Specialist: Pharmaceutical Benefit Management

2 weeks ago


Pretoria, Gauteng, South Africa Recruitforce Group Full time

Our client, a managed care organisation based in Pretoria is looking for a Specialist: Pharmaceutical Benefit Management to join their pharmacy team.

This is an equal opportunity organisation with various businesses and/ or subsidiaries that service clients in the medical scheme and insurance industries.


Reporting to:
Specialist: Pharmaceutical Benefit Management

Location:
On-site at the Head Office, Pretoria

Contract Type:
Fixed-term Contract for period of 12 months (With the possibility of becoming permanent.

Salary:
Subject to experience, market related Cost to Company (includes benefits such as medical aid, pension fund

etc)

Purpose of the position:


To perform drug utilisation review and actively manage and coordinate the approval of a member's chronic medicine and to ensure that he/ she has access to this treatment within the available scheme benefit and medicine formulary.

To participate in the clinical review of existing treatment and, where appropriate, assist with motivation for exceptional funding for non-formulary medicines and to engage with various stakeholders - both internal and external.


Qualifications:

  • Registered Qualified Pharmacist Assistant (Post Basic)
- (Basic pharmacist assistant will not be considered for the position)

  • Valid registration with SAPC (paid up to date)

Skills and Competencies Required:

  • Minimum 3 years managed healthcare experience is essential.
  • Excellent knowledge of all 27 CDL conditions, including HIV medicine and treatment regimes.
  • Good knowledge of medicines to treat the 27 chronic disease list (CDL) conditions and clinical criteria requirements for
- each condition.

  • Computer literate
  • MS Office product suite, Outlook, Word, Excel, and pharmacy dispensing software systems.
  • Attention to detail is crucial.
  • Demonstrate excellent customerservice and organisational skills.
  • Strong telephonic and written communication skills (be able to manage difficult clients telephonically in a professional and
- calm manor).

  • Proficiency in English (speak and write will be tested).
  • Additional languages (speak) will be an advantage
  • Sesotho, Setswana, isiXhosa, isiZulu.
  • Competency in medical scheme medicine claim submissions, reversals, queries.
  • Be able to understand claim rejections and how to resolve them.
  • Handling complex queries effectively.
  • Problem identification and resolution.
  • Leadership skills, work independently and showing initiative.
  • Analytical and criticalthinking skills.
  • Strong reporting skills.
  • Ability to work well with others.
  • Ability to relate to people.
  • Excellent communicator with ability to influence others.
  • Basic business math skills and knowledge of mathematical/statistical concepts.
  • Ability to maintain confidential and/ or sensitive information.
  • Patient and a calm manner.
  • High stress tolerance.
  • Following through on commitments.
  • Results orientation.
  • Willing to enrol in courses to broaden their knowledge on medicine and related conditions to optimally manage our clients

Summary of Responsibilities:

  • Perform drug utilization review (DUR) on all new and/ or changed in chronic and acute prescriptions in accordance with
- the relevant medicine formulary.

  • Lower healthcare costs through DUR interventions where possible.
  • Communicate DUR to prescriber / member / pharmacy.
  • Identify and intervene on any drug interactions between disease conditions and medicine.
  • Assist with treatment counselling and disease management interventions for members who are registered on the HIV
- active disease risk management programme.

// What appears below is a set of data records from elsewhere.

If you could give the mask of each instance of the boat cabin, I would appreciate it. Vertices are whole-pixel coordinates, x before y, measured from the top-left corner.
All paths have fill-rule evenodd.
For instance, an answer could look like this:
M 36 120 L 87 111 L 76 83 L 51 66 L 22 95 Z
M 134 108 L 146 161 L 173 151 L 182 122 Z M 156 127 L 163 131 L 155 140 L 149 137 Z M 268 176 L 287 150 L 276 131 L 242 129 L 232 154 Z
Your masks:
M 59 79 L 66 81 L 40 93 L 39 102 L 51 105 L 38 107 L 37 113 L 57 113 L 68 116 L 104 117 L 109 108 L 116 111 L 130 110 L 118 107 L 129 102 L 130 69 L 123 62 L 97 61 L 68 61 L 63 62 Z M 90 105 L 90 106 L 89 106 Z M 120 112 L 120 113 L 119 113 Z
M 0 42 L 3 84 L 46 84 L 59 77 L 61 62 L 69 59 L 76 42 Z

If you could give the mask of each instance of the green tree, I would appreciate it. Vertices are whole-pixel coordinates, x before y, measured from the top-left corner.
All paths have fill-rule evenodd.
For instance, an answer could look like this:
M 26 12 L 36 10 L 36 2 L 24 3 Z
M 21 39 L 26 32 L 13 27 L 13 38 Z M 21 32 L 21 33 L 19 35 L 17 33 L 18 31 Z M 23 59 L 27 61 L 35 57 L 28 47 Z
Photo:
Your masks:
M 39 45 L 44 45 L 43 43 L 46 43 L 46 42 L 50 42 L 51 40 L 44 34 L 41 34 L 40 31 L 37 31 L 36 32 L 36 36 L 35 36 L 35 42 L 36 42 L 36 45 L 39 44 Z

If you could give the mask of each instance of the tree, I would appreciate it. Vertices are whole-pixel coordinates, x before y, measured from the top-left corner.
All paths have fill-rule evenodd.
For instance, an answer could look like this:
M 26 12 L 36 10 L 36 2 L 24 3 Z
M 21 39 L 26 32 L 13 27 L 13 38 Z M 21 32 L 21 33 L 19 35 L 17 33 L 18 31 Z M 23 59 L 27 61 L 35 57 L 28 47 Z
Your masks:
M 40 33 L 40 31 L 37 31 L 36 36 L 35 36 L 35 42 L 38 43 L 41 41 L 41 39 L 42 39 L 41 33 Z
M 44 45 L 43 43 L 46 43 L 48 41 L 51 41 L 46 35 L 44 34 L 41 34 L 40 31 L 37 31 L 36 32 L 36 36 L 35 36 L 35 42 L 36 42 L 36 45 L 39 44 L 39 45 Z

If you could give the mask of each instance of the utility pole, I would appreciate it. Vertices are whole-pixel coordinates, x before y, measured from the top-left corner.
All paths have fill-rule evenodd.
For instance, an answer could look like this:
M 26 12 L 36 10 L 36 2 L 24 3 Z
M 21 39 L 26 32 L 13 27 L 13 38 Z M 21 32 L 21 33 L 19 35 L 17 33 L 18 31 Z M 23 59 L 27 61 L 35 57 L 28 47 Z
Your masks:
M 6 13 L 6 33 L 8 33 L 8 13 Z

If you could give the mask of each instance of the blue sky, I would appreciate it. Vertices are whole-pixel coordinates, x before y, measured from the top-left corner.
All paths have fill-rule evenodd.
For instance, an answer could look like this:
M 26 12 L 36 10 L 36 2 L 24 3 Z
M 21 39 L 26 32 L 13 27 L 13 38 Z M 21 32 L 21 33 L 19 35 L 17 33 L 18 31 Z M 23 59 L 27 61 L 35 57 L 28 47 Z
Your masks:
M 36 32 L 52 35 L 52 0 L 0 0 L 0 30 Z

  • Resolve any medicine price queries with the relevant clearing houses/ pharmacy benefit manager (PBM).
  • Inform clearing houses (PBM) of prescription changes.
  • Follow up on additional information requested from clearing houses to complete members chronic registration and
- medicine authorization.

  • Be able to assist the medical scheme with paper claim pricing for member reimbursement.
  • Managing CPAP and stoma requests and loading of authorisations.
  • Prepare complex cases for clinical review for exceptional funding by the medical schemes.
  • Follow up on weekly medicine claim rejections to ensure members are registered and have access to medication.